Puritan Board Sophomore
One that comes to my mind is Psalm 110A, which is set to the tune of Jerusalem. I could see how the rhythm and melody could be challenging. Fortunately, our congregation is filled with good singers. Psalm 110A is one of my absolute favorites. But, I also have a bachelor's degree in music and love English composers. :)
It's certainly a better use of a striking tune than William Blake's original ode to British Israelism, "And did those feet in ancient time walk upon England's mountains green?" - to which surely the only possible answer is "No!" For British people of a certain vintage, the tune (and Blake's words) conjure up memories of endless school assemblies ("required acts of mainly Christian worship") in which the masses were safely vaccinated against Christianity by injecting them with the dead form, lest they contract the living version. It's not coincidental that it is sometimes sung at national sporting events, which might militate against it being a good psalm tune in a British context.

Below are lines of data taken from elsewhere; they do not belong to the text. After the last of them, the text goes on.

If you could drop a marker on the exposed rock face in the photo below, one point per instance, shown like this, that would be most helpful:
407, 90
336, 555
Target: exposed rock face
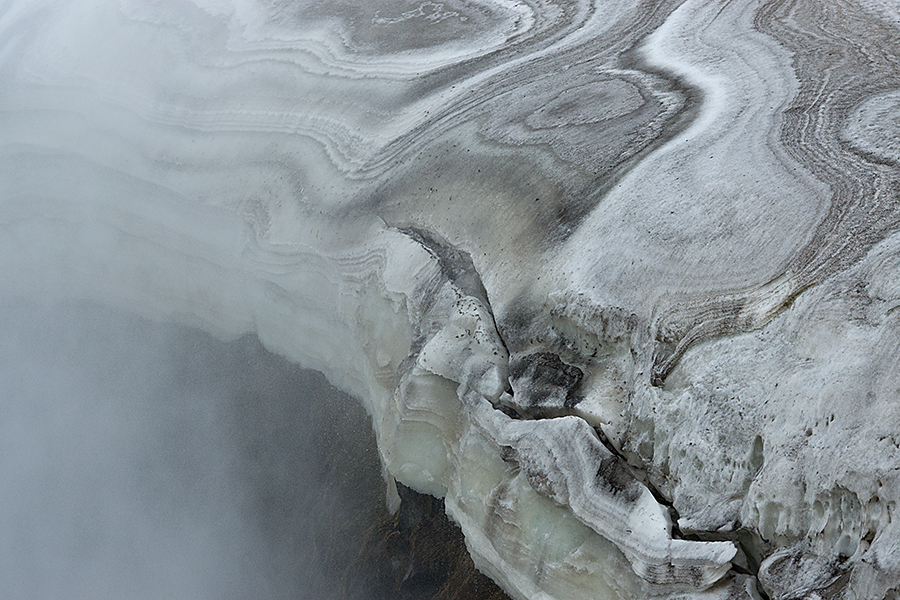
616, 280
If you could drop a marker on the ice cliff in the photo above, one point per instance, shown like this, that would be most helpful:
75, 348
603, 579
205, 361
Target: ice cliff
617, 280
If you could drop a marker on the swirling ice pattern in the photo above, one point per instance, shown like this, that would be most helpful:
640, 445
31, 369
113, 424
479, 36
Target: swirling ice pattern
676, 221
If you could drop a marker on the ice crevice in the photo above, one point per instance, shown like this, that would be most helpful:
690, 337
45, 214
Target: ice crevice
562, 459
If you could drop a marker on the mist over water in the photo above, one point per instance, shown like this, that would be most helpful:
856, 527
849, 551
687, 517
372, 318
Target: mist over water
142, 460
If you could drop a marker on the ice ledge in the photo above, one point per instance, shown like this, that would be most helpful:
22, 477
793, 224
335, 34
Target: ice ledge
457, 370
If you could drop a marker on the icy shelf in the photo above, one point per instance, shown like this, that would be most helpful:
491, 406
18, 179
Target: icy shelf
616, 280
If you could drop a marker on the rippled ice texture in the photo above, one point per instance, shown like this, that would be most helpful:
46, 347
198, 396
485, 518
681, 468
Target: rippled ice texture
616, 280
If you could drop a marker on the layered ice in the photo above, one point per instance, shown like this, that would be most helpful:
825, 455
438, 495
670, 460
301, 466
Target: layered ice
614, 280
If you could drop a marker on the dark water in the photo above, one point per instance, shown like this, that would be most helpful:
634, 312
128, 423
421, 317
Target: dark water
142, 460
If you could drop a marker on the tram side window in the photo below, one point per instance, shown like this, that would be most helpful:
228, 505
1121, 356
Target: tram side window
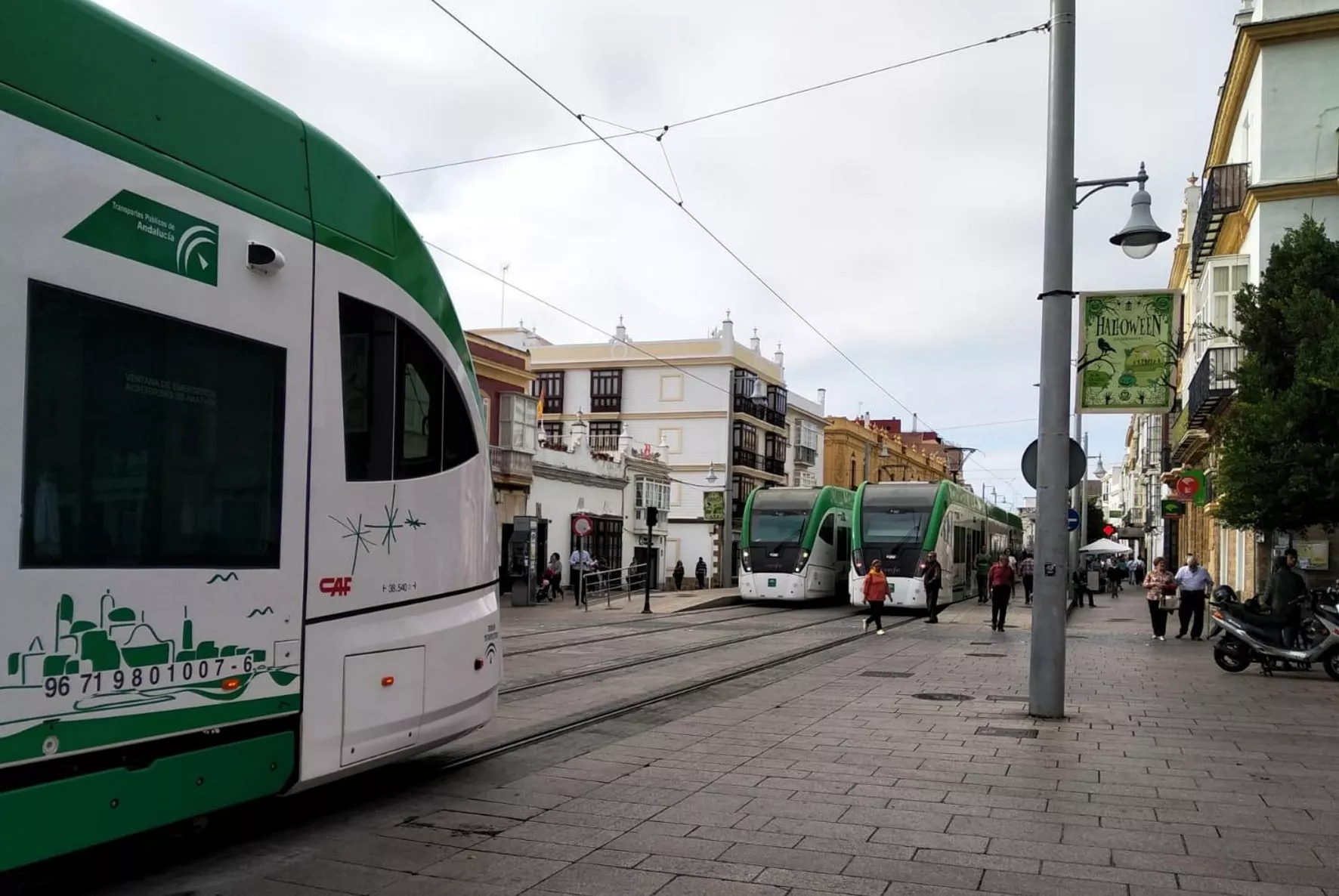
147, 441
405, 417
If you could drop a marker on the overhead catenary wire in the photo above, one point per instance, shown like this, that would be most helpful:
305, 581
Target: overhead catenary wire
693, 218
663, 129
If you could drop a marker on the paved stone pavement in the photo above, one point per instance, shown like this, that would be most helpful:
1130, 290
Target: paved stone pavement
1169, 776
567, 613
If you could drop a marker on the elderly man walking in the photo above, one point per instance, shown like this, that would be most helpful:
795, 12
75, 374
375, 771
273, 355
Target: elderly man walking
1195, 583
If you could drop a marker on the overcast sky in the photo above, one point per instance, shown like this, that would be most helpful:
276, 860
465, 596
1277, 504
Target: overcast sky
900, 213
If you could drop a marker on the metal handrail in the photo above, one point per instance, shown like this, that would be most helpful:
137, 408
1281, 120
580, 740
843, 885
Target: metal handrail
610, 582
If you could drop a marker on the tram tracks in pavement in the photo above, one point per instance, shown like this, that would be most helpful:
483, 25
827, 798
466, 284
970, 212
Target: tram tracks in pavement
614, 712
655, 630
664, 655
126, 861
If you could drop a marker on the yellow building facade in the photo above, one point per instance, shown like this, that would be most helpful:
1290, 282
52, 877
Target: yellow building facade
855, 453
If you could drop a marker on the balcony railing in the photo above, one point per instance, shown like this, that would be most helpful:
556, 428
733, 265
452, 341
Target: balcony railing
758, 410
512, 464
607, 442
1215, 381
1224, 192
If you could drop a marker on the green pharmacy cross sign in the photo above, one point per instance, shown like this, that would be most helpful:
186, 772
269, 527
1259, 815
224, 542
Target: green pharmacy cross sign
1127, 351
141, 230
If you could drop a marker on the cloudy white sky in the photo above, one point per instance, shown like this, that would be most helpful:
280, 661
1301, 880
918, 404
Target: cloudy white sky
900, 213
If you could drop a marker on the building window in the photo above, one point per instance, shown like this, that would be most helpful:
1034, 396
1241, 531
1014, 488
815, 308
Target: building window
605, 436
742, 488
651, 493
516, 422
605, 542
605, 391
398, 398
746, 446
1216, 311
147, 441
548, 385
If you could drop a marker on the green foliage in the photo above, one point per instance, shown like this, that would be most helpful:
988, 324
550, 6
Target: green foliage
1279, 445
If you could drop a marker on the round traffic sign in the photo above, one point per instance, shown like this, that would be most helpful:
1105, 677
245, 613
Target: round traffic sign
1186, 487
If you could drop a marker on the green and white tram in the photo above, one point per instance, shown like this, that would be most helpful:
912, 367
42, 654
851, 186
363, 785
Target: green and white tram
794, 544
251, 544
900, 523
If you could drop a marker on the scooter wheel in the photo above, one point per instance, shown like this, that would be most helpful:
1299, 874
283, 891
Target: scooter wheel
1229, 662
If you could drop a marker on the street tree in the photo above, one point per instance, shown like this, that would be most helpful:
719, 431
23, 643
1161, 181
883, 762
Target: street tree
1279, 443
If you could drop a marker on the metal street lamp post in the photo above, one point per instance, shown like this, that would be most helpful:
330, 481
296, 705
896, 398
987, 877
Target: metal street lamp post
1139, 239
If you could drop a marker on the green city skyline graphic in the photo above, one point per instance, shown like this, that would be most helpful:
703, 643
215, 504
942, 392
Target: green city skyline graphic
119, 639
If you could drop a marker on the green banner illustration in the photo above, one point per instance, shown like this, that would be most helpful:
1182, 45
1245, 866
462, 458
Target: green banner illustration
141, 230
1127, 350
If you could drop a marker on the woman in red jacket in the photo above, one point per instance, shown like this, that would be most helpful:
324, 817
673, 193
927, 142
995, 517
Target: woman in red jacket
876, 592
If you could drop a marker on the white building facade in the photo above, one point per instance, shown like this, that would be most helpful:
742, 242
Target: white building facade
805, 421
1273, 159
716, 407
614, 490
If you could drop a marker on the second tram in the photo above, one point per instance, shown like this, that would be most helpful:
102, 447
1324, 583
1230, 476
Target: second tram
796, 544
900, 523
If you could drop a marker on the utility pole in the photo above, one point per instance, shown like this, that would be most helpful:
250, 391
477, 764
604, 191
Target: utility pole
1046, 667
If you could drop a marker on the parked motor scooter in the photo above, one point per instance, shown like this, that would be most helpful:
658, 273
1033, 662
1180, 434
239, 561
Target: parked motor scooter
1250, 636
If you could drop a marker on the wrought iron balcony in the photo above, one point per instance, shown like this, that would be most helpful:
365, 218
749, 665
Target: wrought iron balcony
1224, 192
758, 409
509, 464
1215, 381
744, 457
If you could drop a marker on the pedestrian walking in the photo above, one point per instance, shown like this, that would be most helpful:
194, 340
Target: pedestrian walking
1002, 589
1028, 568
1158, 587
580, 563
1285, 595
1195, 583
933, 580
983, 571
876, 592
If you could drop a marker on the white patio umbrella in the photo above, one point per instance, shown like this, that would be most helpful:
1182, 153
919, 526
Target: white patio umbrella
1105, 545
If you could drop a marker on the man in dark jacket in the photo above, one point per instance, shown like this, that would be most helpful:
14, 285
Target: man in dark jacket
933, 580
1285, 594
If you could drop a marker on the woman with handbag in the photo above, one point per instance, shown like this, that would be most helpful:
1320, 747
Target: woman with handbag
1160, 589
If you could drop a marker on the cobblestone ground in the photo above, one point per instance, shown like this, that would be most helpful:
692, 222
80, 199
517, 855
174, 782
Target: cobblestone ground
839, 777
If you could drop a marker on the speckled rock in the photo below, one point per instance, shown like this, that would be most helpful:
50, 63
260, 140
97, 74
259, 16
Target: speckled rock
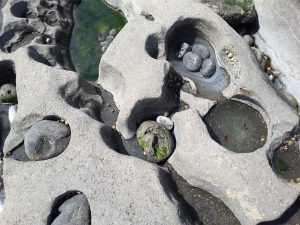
8, 93
46, 139
192, 61
74, 211
201, 50
208, 67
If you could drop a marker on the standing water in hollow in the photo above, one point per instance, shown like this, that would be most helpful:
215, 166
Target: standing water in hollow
95, 26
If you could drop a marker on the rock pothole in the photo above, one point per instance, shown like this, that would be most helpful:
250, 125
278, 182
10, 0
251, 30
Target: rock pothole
71, 208
192, 56
236, 126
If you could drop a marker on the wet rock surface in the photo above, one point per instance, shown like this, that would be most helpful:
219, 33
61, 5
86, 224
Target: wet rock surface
46, 139
140, 78
286, 159
155, 140
236, 126
74, 211
235, 12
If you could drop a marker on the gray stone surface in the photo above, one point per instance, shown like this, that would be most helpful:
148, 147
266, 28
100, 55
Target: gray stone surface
4, 124
278, 37
121, 189
8, 93
192, 61
234, 14
74, 211
201, 50
46, 139
165, 121
245, 183
208, 67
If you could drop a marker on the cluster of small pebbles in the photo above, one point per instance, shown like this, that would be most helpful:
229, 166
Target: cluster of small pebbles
197, 58
107, 38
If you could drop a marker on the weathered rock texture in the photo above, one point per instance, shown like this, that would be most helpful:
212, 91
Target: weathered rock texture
278, 36
122, 189
245, 182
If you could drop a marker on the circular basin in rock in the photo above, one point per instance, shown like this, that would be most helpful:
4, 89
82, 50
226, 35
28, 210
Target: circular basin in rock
286, 159
155, 140
236, 126
210, 78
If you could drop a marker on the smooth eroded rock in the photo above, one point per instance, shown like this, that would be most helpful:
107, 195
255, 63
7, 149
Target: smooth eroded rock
46, 139
74, 211
8, 93
192, 61
201, 50
208, 67
165, 121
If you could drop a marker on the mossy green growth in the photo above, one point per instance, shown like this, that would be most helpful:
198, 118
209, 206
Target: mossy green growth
244, 4
281, 165
161, 153
93, 18
142, 143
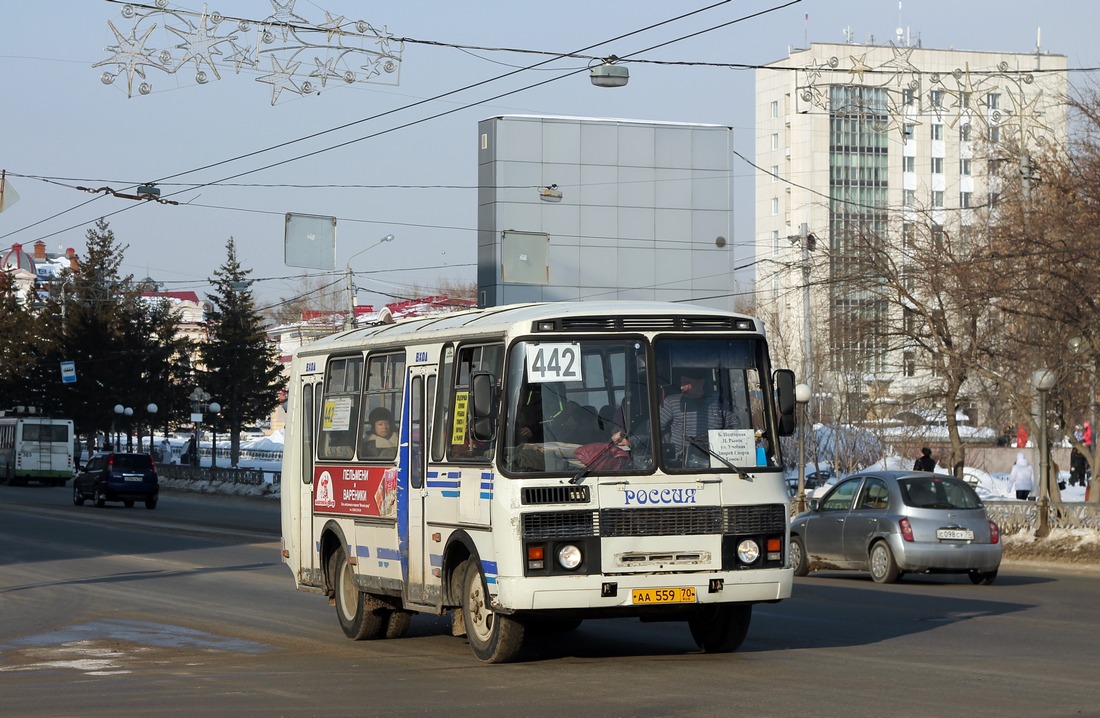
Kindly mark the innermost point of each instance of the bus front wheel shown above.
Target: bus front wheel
(719, 628)
(494, 638)
(359, 616)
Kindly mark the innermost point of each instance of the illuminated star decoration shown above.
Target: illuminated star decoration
(210, 42)
(130, 55)
(281, 78)
(200, 45)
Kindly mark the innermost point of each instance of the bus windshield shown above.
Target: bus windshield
(600, 402)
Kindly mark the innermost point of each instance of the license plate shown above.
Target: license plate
(955, 534)
(653, 596)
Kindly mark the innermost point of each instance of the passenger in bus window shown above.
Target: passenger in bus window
(684, 417)
(382, 443)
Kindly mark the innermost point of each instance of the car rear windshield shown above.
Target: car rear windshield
(132, 462)
(938, 493)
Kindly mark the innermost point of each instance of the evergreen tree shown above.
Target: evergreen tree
(240, 367)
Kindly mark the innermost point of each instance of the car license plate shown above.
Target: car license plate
(955, 534)
(653, 596)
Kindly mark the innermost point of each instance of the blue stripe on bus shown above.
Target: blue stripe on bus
(388, 554)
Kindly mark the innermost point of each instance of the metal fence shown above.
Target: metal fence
(185, 472)
(1023, 516)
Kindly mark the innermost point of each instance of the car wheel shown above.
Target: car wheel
(397, 623)
(982, 577)
(799, 556)
(719, 628)
(361, 616)
(493, 638)
(883, 567)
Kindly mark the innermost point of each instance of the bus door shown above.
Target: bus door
(421, 394)
(303, 533)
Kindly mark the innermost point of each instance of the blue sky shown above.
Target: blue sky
(417, 181)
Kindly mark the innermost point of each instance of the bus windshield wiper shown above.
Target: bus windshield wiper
(694, 441)
(591, 464)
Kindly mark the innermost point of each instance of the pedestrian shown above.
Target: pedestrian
(925, 463)
(191, 452)
(1022, 477)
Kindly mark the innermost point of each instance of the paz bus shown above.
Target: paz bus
(34, 448)
(504, 501)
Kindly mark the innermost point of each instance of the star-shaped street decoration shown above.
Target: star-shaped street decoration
(130, 55)
(200, 45)
(281, 78)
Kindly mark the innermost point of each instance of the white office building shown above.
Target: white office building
(878, 137)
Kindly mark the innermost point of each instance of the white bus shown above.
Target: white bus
(503, 500)
(35, 449)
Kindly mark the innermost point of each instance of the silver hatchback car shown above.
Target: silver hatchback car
(897, 522)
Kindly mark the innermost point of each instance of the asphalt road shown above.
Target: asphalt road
(187, 610)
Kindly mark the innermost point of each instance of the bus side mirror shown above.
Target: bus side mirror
(784, 401)
(482, 406)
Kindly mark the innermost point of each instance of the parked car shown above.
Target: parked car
(897, 522)
(116, 476)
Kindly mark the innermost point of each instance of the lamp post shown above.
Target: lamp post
(152, 424)
(349, 282)
(1077, 346)
(802, 398)
(201, 402)
(1043, 382)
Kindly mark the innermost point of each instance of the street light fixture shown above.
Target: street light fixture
(802, 398)
(349, 282)
(1043, 380)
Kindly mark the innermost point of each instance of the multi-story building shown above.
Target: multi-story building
(882, 142)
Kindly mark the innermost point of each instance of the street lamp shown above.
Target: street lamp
(1043, 382)
(152, 424)
(802, 398)
(350, 320)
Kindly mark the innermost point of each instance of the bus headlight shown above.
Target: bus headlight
(748, 551)
(569, 556)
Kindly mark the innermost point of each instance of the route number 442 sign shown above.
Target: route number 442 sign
(553, 363)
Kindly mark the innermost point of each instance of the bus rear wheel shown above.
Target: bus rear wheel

By the way, I once had an American insist that "British" actually derived from berit-ish ("man of the covenant") as proof of British Israelism. Had he known a smattering of Hebrew, he would have know that berit-ish actually would mean "covenant of a man", but hey, why let facts get in the way of a wild theory?
 

Logan

Puritan Board Senior
Chris, on your church's psalter project, do you have a defined list of guidelines or has it been more of a mutual understanding?
 

Tom Hart

Puritan Board Senior
Rhyming should be the goal
I disagree with this. English poetry in general should have less emphasis on rhyme. In the psalter it is restrictive. I would like to see a psalter that drops the rhymes and keeps the thees and thous.
 

Logan

Puritan Board Senior
Hmm, "The Tom Hart Psalter" ;)

I think most people find the rhyming a great aid to memorization. At least that's been historically true of people who memorized vast quantities of poetry. Obviously it can be memorized without it as well, but that's the primary reason I include it (not for aesthetics, but for practicality).